While, of course, the foreseeable future is a blink in the span of eviolution… well, I’ve been reading a lot on the process of evolution in plants. Single-gene mutations that happen to survive better than the parent species and go on to replace (or at least outnumber) them and all that.
Have we reached the numbers that it would be difficult for a single-mutation evolution to take hold?
The best I can imagine is natural selection for immunity to specific diseases.
In this case I foresee three scenarios:
In one, we genetically engineer ourselves, effectively doing conscious and selective mutation and evolution. In essence, do to us what we’ve done to so many plants and animals.
In the other, genetic mutations are shunned by society and medicine and kept from reproducing, consciously or subconsciously (eg, “it isn’t right for us to engineer supermen and do human experiements as outlined in the previous example”)
In the last, a random genetic mutation that unlocks some higher brain function or some such is sucessfully reproduced, starting the path to another species (or rather, the next step in our species) starting in one family branch over a very long period of time.
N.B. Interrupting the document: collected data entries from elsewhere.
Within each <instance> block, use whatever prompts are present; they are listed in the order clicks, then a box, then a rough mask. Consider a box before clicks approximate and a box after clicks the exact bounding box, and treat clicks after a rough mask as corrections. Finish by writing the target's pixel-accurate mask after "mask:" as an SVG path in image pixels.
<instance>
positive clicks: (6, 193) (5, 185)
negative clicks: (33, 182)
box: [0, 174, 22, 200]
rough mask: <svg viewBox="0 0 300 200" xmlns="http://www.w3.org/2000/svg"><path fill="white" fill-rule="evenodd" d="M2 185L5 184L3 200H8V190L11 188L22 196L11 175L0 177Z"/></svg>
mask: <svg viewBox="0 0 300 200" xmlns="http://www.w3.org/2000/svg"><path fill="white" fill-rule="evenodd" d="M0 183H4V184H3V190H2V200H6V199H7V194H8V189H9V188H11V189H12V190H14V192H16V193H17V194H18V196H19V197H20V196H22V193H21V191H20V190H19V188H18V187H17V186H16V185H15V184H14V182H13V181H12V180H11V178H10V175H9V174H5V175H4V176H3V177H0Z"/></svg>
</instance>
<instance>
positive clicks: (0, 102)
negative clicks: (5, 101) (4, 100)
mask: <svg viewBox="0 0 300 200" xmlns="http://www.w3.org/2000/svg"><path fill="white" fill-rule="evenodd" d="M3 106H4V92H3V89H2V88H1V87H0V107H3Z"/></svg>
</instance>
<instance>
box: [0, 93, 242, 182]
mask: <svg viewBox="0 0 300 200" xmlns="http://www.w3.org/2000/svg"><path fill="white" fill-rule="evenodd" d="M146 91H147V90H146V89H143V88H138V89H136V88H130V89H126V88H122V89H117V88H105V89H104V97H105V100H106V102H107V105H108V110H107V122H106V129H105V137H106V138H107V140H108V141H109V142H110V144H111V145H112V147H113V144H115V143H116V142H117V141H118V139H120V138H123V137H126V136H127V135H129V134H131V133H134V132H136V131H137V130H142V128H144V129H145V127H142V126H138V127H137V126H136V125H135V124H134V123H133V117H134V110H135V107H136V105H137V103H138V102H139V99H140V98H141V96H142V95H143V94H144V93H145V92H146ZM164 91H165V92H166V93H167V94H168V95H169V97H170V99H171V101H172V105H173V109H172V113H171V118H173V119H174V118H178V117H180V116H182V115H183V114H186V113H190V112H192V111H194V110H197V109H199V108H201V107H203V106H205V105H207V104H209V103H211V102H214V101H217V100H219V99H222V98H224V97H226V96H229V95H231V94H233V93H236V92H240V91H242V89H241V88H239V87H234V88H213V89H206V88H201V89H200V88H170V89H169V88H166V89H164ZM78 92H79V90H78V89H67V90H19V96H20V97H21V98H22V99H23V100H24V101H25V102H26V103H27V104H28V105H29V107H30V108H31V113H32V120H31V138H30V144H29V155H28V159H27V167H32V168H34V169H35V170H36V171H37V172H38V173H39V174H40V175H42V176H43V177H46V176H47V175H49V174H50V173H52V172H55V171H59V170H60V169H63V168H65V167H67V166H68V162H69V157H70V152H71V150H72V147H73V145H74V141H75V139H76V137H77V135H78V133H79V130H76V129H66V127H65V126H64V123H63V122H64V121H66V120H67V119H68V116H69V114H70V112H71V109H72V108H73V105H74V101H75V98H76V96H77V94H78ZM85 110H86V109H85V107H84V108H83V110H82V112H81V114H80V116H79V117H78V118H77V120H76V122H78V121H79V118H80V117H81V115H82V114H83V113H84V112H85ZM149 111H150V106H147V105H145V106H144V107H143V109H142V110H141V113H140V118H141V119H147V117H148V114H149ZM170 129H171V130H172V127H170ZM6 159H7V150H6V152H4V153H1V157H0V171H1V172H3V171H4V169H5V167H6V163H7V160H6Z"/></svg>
So, where does the line get drawn on human mutation? Should it be encouraged, discouraged, engineered, controlled, or what? Will we end up with engineered sub-species in the future? Will they simply be immune to more types of diseases, or will they be stronger, smarter, and faster? Can a program of selectively breeding humans based on intelligence and/or other traits create a “better human”? Is that right? Is it inevitable? Is the human species destined to splinter into genetically more disparate groups, or can we stay within a species level?
Is the entire issue a strawman, and the power of genetics being thrown around as a boogeyman for dysutopians?
Or are we slowly and continuously doing selective breeding experiments naturally, sped up many fold by modern science?
Or is science enabling the less-fit to survive and compete with the more fit, leveling the playing field?